Unnamed: 0,area_type,availability,location,size,bath,balcony,Area_sqft
0,Super built-up Area,19-Dec,Electronic City Phase II,2 BHK,2.0,1.0,1056


In [42]:
result = load.predict(test)
result

array([39.07])

### CONCLUSION

* In this Project i've done feature engineering Techniques like StandardScaler, ColumnTransformer, SimpleImputer, OneHotEncoder in single pipe line using scikit-learn pipeline.

* Regression Algorithms has been applied, among all KNN Regressor was selected based on R2 score 0.99 and RMSE Score 7.07. These  are the best scores among all. 

* Ideally, lower RMSE and higher R-squared values are indicative of a good model. 

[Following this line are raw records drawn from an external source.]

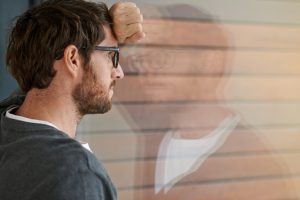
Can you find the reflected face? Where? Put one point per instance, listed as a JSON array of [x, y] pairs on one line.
[[167, 70], [94, 93]]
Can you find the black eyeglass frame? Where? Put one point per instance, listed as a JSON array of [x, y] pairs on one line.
[[115, 58], [116, 50]]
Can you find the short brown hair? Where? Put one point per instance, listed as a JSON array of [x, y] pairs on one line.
[[42, 33]]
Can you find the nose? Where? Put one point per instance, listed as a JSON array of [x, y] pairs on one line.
[[118, 72]]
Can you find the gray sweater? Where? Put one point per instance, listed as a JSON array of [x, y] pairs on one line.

* The RMSE value 7.07 tells us that the average deviation between the predicted house price made by the model and the actual house price.

* The R2 value tells us that the predictor variables in the model (square footage, bathrooms, and bedrooms) are able to explain 99.7 % of the variation in the house prices.

* Based on above scores i used to download KNN model for real time prediction.